The Henry T. Oxnard Historic District, located in downtown Oxnard, California, and the Wilson Neighborhood, welcomes you to our historic community. As homeowners in one of the city's earliest subdivisions, we take great pride in the charm of our historic neighborhood and surrounding community.
That pride is reflected in carefully manicured landscaped yards and sensitively restored homes. Ten city blocks reveal wonderful surprises in - Craftsman, Spanish Colonial, Period Revival bungalows and eclectic homes. If you work downtown or in the greater Oxnard area, like to attend cultural events or take in a movie, the Oxnard Historic District neighborhood is the perfect place to live.
About the Henry T. Oxnard National Historic District
The Henry T. Oxnard National Historic District is unique because it began as the “heart” of Oxnard, and, in many respects, remains so to this day. The neighborhood is still home to the same blend of community leaders, professionals and trades people as it was at its inception.

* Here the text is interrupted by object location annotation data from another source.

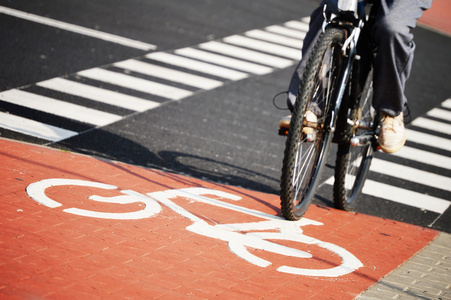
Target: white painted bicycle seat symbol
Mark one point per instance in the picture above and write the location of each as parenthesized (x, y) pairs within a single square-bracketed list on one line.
[(257, 235)]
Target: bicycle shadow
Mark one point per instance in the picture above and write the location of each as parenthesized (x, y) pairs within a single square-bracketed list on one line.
[(110, 147)]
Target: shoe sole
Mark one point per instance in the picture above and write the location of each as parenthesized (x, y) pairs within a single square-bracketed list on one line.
[(393, 150)]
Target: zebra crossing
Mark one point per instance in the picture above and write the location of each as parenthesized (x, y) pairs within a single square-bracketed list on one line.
[(137, 85), (431, 131), (104, 95)]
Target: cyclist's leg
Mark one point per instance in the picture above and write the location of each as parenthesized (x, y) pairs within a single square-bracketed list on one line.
[(316, 22), (395, 43)]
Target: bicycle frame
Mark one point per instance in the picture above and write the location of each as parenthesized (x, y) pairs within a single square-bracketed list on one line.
[(353, 19)]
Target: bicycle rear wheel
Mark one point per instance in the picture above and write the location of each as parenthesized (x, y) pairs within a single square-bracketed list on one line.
[(353, 162), (305, 154)]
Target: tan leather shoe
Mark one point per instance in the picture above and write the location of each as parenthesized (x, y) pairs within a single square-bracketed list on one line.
[(393, 135)]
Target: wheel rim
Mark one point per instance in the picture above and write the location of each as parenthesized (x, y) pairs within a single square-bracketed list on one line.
[(309, 154)]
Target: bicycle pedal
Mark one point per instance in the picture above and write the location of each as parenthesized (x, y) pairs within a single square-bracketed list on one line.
[(283, 131)]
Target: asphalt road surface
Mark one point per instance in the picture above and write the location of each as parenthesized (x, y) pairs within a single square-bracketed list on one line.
[(187, 86)]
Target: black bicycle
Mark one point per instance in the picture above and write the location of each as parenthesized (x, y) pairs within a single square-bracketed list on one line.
[(337, 87)]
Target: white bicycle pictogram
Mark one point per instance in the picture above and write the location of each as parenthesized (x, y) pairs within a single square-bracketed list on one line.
[(256, 234)]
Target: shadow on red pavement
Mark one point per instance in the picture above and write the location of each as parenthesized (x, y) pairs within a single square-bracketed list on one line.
[(77, 227)]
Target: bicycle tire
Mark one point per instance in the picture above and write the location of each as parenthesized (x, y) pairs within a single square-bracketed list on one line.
[(303, 160), (353, 162)]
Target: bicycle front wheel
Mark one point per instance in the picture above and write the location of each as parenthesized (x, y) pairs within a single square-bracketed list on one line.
[(353, 162), (306, 150)]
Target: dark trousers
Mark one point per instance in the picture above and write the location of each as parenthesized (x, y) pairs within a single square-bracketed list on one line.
[(394, 20)]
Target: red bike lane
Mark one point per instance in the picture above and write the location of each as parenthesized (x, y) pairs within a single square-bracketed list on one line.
[(153, 234)]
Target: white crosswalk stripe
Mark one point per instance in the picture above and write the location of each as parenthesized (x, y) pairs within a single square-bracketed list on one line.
[(140, 84), (59, 108), (33, 128), (402, 170), (97, 94)]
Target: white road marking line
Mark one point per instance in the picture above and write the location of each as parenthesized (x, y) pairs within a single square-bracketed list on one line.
[(267, 47), (249, 55), (274, 38), (134, 83), (169, 74), (447, 103), (411, 174), (224, 61), (432, 125), (78, 29), (299, 25), (439, 114), (286, 31), (59, 108), (428, 139), (402, 196), (425, 157), (98, 94), (196, 65), (33, 128)]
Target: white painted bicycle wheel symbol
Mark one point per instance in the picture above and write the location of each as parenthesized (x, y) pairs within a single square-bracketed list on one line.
[(239, 243)]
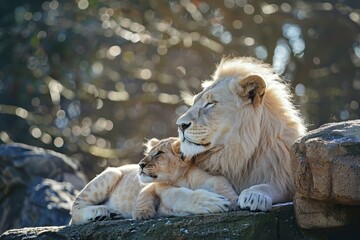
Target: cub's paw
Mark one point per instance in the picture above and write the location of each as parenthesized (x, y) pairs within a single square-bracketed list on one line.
[(143, 213), (254, 200), (96, 213), (203, 201)]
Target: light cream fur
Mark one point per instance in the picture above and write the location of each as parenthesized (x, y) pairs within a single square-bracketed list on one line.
[(242, 126), (161, 185)]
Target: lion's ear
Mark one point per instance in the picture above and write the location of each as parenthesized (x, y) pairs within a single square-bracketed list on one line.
[(150, 144), (252, 87), (175, 146)]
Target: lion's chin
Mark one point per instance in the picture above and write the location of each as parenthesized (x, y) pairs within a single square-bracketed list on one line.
[(190, 149)]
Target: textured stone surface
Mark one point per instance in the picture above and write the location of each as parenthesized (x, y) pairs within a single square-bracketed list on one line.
[(279, 223), (37, 186), (326, 166), (321, 214)]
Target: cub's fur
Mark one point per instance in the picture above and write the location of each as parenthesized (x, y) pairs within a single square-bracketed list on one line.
[(159, 187)]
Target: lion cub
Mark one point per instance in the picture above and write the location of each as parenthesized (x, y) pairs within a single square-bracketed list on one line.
[(141, 191)]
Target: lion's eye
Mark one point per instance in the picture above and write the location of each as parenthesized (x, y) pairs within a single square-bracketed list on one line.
[(158, 153)]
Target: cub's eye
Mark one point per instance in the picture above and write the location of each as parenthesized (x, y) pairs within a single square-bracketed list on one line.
[(158, 153), (209, 105)]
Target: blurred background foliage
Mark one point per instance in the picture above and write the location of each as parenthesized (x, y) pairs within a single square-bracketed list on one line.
[(94, 78)]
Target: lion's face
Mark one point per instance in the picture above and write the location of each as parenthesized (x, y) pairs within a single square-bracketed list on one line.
[(163, 162), (216, 113)]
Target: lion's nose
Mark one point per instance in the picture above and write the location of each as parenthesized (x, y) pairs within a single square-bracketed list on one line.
[(184, 126), (142, 165)]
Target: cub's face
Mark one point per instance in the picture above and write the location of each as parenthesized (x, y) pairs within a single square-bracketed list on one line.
[(162, 162)]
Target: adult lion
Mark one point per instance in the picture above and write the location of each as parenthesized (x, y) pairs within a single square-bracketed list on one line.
[(241, 125)]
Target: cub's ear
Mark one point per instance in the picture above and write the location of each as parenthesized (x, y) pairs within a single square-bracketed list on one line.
[(252, 87), (150, 144), (175, 146)]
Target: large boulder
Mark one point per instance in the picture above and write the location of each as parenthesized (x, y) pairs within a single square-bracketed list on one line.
[(326, 165), (37, 186)]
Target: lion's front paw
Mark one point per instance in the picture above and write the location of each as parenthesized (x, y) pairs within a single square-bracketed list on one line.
[(254, 200), (203, 201), (143, 213)]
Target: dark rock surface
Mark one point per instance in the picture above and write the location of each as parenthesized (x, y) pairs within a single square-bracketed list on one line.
[(279, 223), (37, 186)]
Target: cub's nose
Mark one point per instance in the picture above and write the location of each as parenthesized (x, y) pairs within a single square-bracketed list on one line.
[(142, 165), (184, 126)]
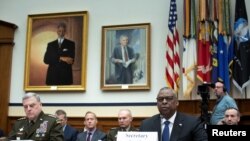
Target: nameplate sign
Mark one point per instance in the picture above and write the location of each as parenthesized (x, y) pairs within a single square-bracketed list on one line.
[(137, 136)]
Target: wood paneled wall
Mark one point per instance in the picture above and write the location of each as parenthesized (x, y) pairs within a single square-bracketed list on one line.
[(191, 107)]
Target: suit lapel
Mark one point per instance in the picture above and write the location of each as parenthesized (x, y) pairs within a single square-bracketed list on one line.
[(177, 127)]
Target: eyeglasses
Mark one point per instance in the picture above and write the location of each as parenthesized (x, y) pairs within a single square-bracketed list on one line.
[(167, 98)]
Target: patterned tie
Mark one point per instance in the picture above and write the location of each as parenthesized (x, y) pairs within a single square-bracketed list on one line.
[(89, 135), (60, 42), (165, 133), (125, 54), (31, 123)]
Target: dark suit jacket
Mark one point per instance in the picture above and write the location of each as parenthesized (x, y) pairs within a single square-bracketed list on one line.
[(70, 133), (46, 128), (123, 75), (185, 128), (98, 135), (59, 72)]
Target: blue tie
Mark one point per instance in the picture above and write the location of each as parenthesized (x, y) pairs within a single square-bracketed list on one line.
[(165, 133)]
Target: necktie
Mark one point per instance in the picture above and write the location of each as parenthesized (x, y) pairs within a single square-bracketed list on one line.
[(31, 123), (125, 54), (60, 42), (89, 135), (165, 133)]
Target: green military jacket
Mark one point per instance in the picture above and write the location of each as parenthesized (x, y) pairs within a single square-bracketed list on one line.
[(112, 134), (46, 128)]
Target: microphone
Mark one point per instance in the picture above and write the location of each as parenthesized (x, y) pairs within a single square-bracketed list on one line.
[(212, 85)]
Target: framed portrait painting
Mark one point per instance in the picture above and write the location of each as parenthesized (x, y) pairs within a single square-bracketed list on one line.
[(56, 52), (125, 57)]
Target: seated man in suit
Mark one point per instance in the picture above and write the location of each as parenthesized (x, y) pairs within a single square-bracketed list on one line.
[(171, 124), (231, 117), (70, 133), (91, 133), (124, 119)]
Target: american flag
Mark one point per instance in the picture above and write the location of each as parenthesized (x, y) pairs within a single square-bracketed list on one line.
[(172, 53)]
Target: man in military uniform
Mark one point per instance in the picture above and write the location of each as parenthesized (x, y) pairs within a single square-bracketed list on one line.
[(124, 119), (36, 125)]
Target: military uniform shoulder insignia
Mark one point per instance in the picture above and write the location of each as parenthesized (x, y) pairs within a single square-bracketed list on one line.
[(51, 115), (23, 118), (58, 121), (114, 128)]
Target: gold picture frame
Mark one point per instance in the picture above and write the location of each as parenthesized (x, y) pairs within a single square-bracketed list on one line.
[(50, 66), (130, 71)]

The first residential areas in Oxnard were established in the adjacent Hill tract (“C” through “E” Streets) when the City was plotted out in 1898. The Henry T. Oxnard subdivision opened in 1911: including “F” Street from Fifth Street to Magnolia Avenue. It was the “finest subdivision with a broad street, exceptionally deep lots and first-class residences”; as the advertisements of the day announced. Later, other tracts were added; including the Tom Hill tract, which is now Magnolia Avenue; the Henry Lathrop addition of “G” Street; the Lathrop addition of Colonia Gardens; the Palm Drive tract; the Lathrop-Eastwood subdivision; and the Dawley subdivision. These expanded the town boundaries first west, then north.
The “F” Street portion of the Henry T. Oxnard subdivision and the “G” Street portion of the Lathrop subdivision make up The Henry T. Oxnard National Historic District. This neighborhood was home to dentists, lawyers, physicians, merchants, confectioners, carpenters, bank officials, sugar beet factory officials, ranchers and machinists. The local business owners as well as their employees built and lived in the district.
The residences in the district range from small craftsman bungalows and revival cottages to large two-story craftsman, revival, and prairie-style bungalows. Most of the subdivision continued to be developed in the classic California bungalow styles until the 1920’s when the revival styles reached the apex of their popularity.
The 144 homes were placed on the National Register of Historic Places on February 5, 1999 because it has one of the highest ratios of contributing structures: meaning the homes have not been greatly modified and because the neighborhood has maintained its character, many of the homes have remained within the same family for generations.